As Chen says, there is no easy answer to counter the trend that we are increasingly identified with our mobile phone numbers, especially if we have given up land lines. His major example of when not to give your number cites Facebook, and I couldn’t agree more.
But what if you want to reserve a table at a restaurant? They often need a phone number, which is then available to a large number of restaurant employees. Here in New York, many of us get our dry cleaning delivered home, with a cell phone number to pull up our account. If I don’t trust these people with a phone number, does it make sense to give them a credit card number?

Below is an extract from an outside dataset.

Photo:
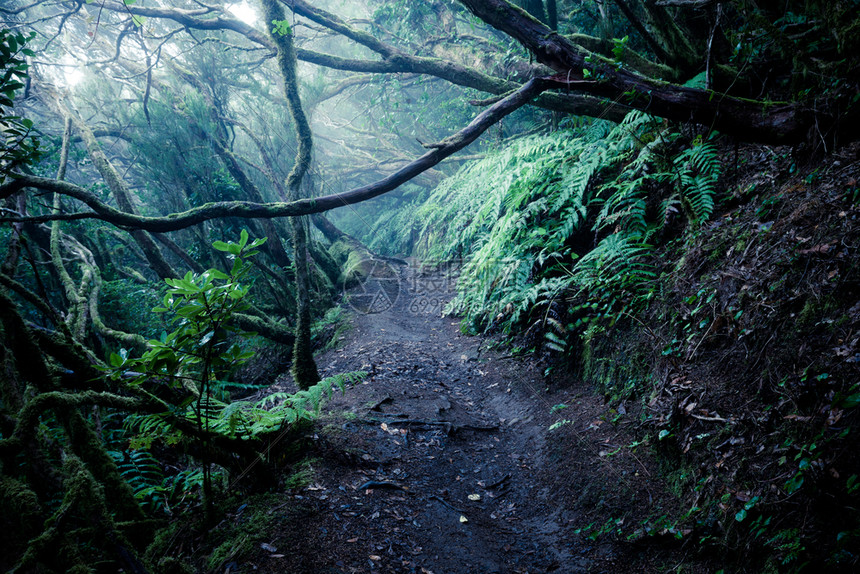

It’s true that hackers can do a lot of damage with the public records available in the U.S., but one thing Chen didn’t suggest that I have been doing for a long time is: make the answers to your password-recovery security question something that is not easily found on the internet. If mother’s maiden name is something easily found on line (don’t forget about on-line obituaries), don’t make it what someone needs to reset your banking password.
Try something like the name of your first school, or (unless you put it all over social media), the city where you honeymooned. If you’re not married, pick the city where you would like to have a honeymoon.
I wrote in my book The Art of Fact Investigation We often say that a Google search is not enough to do a good investigation because only a small amount of what you know about yourself is on Google. Everywhere you’ve ever lived? The names of best friends for third grade? All you old bosses?
Use that information to your benefit and the crooks will have a harder time hacking into your electronic life today.